Mereka semua mendekat ke jendela, melihat ke luar dengan perasaan ngeri. Zombie-zombie mutan itu jauh lebih besar, kulit mereka tebal seperti perisai, dan mata mereka bersinar merah di kegelapan, menatap tajam ke arah gedung tempat mereka bersembunyi. Mereka bukan hanya sekadar bergerak tanpa tujuan; mereka tampak seakan dipandu oleh sesuatu, mungkin oleh naluri yang lebih kuat atau… entitas lain.
Abib menelan ludah, wajahnya pucat. "Kita nggak akan sanggup bertahan kalau mereka berhasil masuk."
Arka menghela napas panjang, menahan ketegangan di dadanya, lalu menatap kelompok itu satu per satu. “Dengar… aku tahu kita semua punya pandangan berbeda. Tapi sekarang, kita nggak punya waktu untuk berdebat lebih lama lagi. Kita harus bertahan bersama atau kita semua akan hancur.”
Gathan, yang masih menyimpan amarah, menatap Arka dengan mata yang penuh tantangan, tapi kali ini ia tidak membantah. Di dalam hatinya, ada ketakutan yang menggerogoti, meskipun ia tak ingin mengakuinya. "Sial.
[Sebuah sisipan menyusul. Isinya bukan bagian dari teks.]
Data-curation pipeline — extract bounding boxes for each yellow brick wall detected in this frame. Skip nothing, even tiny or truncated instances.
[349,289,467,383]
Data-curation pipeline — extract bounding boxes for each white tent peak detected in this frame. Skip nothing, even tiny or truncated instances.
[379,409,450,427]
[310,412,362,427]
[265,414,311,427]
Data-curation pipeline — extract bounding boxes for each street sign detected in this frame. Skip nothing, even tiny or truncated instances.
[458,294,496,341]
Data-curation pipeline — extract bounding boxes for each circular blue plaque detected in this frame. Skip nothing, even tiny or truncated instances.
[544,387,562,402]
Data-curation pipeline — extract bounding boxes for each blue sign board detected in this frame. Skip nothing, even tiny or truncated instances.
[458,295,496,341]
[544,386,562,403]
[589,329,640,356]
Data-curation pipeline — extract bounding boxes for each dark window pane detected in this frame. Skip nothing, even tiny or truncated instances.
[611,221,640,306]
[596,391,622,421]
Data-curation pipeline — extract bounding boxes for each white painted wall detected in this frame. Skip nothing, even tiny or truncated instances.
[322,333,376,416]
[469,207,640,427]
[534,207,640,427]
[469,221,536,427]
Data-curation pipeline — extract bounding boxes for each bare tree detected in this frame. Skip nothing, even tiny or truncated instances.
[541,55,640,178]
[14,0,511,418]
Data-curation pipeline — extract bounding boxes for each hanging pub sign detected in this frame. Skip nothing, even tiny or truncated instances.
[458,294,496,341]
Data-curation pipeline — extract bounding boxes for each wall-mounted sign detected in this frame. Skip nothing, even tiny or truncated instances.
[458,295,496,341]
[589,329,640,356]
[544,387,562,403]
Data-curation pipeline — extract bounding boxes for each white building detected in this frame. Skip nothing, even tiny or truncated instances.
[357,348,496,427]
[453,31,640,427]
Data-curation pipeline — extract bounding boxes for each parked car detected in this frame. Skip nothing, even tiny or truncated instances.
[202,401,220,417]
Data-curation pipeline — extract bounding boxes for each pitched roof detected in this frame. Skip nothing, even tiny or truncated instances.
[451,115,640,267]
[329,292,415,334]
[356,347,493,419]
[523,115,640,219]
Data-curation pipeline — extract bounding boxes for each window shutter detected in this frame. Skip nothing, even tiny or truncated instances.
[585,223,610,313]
Arka mungkin benar, tapi aku benci perasaan tak berdaya ini."
Jasmine menghela napas lega, lalu menoleh ke arah yang lain dengan tatapan penuh harapan. “Kalau kita bisa menemukan cara untuk mengalihkan perhatian mereka, mungkin kita punya peluang untuk keluar dari sini.”
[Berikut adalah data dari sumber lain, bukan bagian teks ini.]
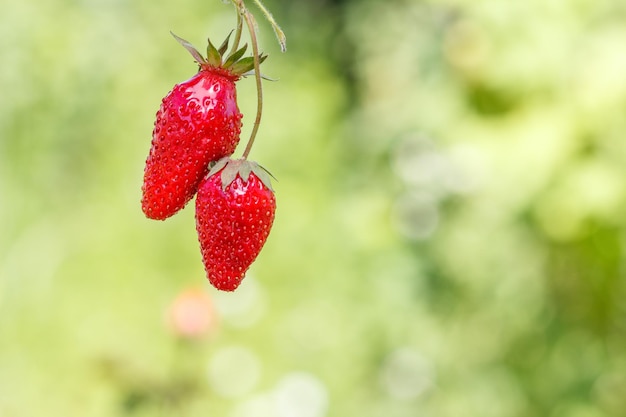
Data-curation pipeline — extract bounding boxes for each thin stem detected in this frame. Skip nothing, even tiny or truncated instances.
[229,4,243,55]
[240,10,263,159]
Nizam mengangguk cepat, matanya berbinar dengan ide yang baru muncul. “Aku bisa atur alarm darurat kita buat menarik perhatian mereka ke sisi lain gedung. Itu akan memberi kita sedikit waktu untuk lari.”
Arka kemudian berdiri tegak, menatap seluruh kelompok dengan pandangan penuh ketegasan. “Baik. Kita akan coba rencana ini. Tapi ingat, kita harus tetap bersama. Satu langkah salah, kita semua akan berada dalam bahaya.”
Semua orang mengangguk, baik dengan ragu atau dengan penuh tekad. Di tengah suara gemeretak gigi zombie yang semakin mendekat, perpecahan di antara mereka sejenak terlupakan. Mereka tahu, satu-satunya jalan adalah bertahan bersama atau menghadapi kehancuran total.